She remembered several years earlier when the huge boat without sails or oars came up the river with those wet crystals that shocked her fingers when she touched them and turned to water when she watched them. That happened; the only thing that happened at the movie was watching the movie that was done.
When people dressed as those in the movie began to come up the river to clear the bank where they landed to build huge buildings with the great trees they felled, she watched her people fall for the ice machine over and over again — or disappear into the disappearing forest. When her clan ceased relocating, it became surrounded by other uprooted clans in an area dense enough to make the big buildings go around it.
Last year the people in the big buildings decided to celebrate the wonderful life they carved out of the wilderness by thanking her people with an urban renewal project that turned their east side village square and its neighborhood for several blocks into a stylized reproduction of the native village when she was thirty — a sort of ethnic cleansing. Many homes were purchased and converted into shops selling mass produced copies of clan items. She was paid a commission to sit in a booth in the zocalo rolling tortillas in addition to whatever she made selling them.

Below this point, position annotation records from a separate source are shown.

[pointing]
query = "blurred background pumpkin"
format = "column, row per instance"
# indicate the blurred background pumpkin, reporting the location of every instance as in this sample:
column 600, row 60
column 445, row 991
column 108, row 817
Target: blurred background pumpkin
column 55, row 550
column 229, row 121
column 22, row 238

And there was the Director of Photography now. In his flip-flops, black socks and garters, Banana Republic shorts, Hawaiian shirt, gimme cap and shades-on-a-rope he was directing the rest of the cast into position around her. When Pilar stopped to watch as his children and wife gathered behind her and leaned their chins on her shoulders with big smiles on their faces, the DP said, “No, no. Keep on doing whatever was happening when we showed up. I want this to be a real documentary. Okay, everyone. Action.”
3 comments:
i am left shaking my head...
… as am I at the myriad meanings to be taken from your comment.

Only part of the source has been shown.